Accelerometer: Monitoring Device Movement and User Activity

Accelerometers measure the rate of change of velocity. The API offers Accelerometer, LinearAccelerationSensor, and GravitySensor classes, each providing different aspects of acceleration data.

• Total Acceleration: Accelerometer provides total acceleration applied to the device.
• Linear Acceleration: LinearAccelerationSensor excludes gravity's influence.
• Gravity Acceleration: GravitySensor returns only gravity acceleration.

Accelerometer and Advanced Fingerprinting

• Device Positioning: Determine device position using trajectory inference.
• Activity Recognition: Infer user activities like lying, sitting, walking, or cycling.
• Walking Pattern Analysis: Analyze human walking patterns.
• Speech Recognition: Extract speech patterns via vibrations, enabling gender classification and speaker identification.

JShelter's Accelerometer Protection

JShelter simulates a stationary, potentially rotated device by:

• Faking gravity vector using a rotation matrix derived from a domain hash.
• Setting LinearAccelerationSensor to near-zero values with occasional pseudorandom vibrations.
• Combining these values for the Accelerometer sensor.

Gyroscope: Measuring Angular Velocity and Detecting Subtle Vibrations

Gyroscopes measure angular velocity along the x, y, and z axes.
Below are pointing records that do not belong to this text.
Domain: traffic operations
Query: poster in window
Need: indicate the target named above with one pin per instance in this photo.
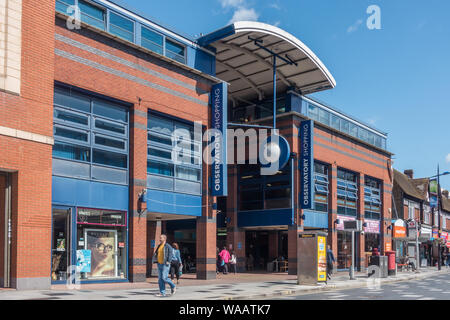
(102, 244)
(84, 260)
(61, 245)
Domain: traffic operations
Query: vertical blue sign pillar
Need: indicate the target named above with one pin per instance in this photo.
(306, 165)
(219, 122)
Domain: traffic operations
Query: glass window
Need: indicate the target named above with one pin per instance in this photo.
(71, 152)
(175, 51)
(109, 126)
(70, 117)
(155, 167)
(188, 173)
(335, 122)
(110, 143)
(121, 26)
(109, 158)
(347, 192)
(313, 112)
(66, 98)
(152, 40)
(324, 117)
(70, 134)
(111, 111)
(92, 15)
(345, 126)
(63, 5)
(353, 130)
(172, 153)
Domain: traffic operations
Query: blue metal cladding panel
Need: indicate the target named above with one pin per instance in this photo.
(219, 121)
(281, 217)
(202, 61)
(315, 219)
(174, 203)
(90, 194)
(306, 164)
(217, 35)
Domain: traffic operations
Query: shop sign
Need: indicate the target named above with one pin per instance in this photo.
(306, 163)
(435, 233)
(219, 122)
(399, 229)
(340, 225)
(373, 226)
(425, 232)
(433, 201)
(322, 259)
(388, 246)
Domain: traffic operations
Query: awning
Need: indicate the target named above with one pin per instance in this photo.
(249, 69)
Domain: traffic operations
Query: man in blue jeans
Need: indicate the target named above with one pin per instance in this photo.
(163, 256)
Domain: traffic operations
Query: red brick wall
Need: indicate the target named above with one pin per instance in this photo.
(32, 112)
(2, 222)
(115, 86)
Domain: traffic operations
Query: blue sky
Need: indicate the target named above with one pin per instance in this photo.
(395, 78)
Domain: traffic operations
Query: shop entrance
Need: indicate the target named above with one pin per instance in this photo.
(5, 234)
(344, 244)
(257, 249)
(61, 257)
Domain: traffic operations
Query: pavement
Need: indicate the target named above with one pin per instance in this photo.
(430, 288)
(245, 286)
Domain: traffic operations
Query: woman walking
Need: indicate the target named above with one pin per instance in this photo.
(176, 264)
(233, 262)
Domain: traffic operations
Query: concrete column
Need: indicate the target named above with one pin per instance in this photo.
(235, 235)
(361, 254)
(138, 182)
(332, 216)
(206, 233)
(153, 235)
(273, 245)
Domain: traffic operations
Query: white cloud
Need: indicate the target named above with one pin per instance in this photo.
(355, 26)
(231, 3)
(244, 14)
(242, 11)
(274, 6)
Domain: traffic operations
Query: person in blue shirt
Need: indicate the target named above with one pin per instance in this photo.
(176, 264)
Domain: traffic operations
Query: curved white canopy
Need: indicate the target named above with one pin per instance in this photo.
(249, 69)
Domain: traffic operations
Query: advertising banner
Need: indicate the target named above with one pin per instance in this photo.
(373, 226)
(219, 122)
(433, 186)
(306, 164)
(340, 225)
(322, 259)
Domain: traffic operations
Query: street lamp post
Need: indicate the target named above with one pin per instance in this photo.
(439, 213)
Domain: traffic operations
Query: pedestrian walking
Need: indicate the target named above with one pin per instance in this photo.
(225, 259)
(330, 261)
(233, 262)
(163, 256)
(176, 265)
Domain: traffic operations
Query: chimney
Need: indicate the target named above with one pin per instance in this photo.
(409, 173)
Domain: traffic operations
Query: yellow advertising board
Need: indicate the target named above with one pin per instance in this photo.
(322, 259)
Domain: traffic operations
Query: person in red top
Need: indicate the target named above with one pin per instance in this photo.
(225, 257)
(375, 252)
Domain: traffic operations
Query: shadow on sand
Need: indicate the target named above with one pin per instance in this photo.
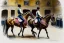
(26, 36)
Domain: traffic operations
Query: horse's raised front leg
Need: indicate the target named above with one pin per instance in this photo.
(46, 33)
(33, 32)
(12, 27)
(23, 32)
(6, 31)
(39, 33)
(20, 31)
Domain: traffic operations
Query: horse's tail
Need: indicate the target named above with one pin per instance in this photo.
(29, 21)
(4, 27)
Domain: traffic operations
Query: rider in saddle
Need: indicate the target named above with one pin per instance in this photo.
(38, 15)
(20, 14)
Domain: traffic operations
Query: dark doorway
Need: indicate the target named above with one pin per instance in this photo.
(4, 13)
(12, 13)
(47, 12)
They are susceptible to fingerprinting through speech recognition and analysis of resonance from internal/external sounds.

JShelter's Gyroscope Protection

JShelter simulates a stationary device by:

• Setting angular velocities to near-zero values with pseudorandom oscillations.
• Applying changes in pseudorandom intervals to mimic real-world sensor imperfections. Actual values are pseudorandomly calculated to ensure deterministic behaviour.

Magnetometer: Measuring Magnetic Field Strength and Direction

Magnetometers measure the strength and direction of the magnetic field around the device, providing data on x, y, and z axes in microtesla (µT). However, these can be used in fingerprinting due to unique characteristics from different places on Earth.

By understanding the Generic Sensor API and its potential privacy risks, you can take steps to protect your data. JShelter provides a robust solution by faking sensor readings, ensuring a safer browsing experience.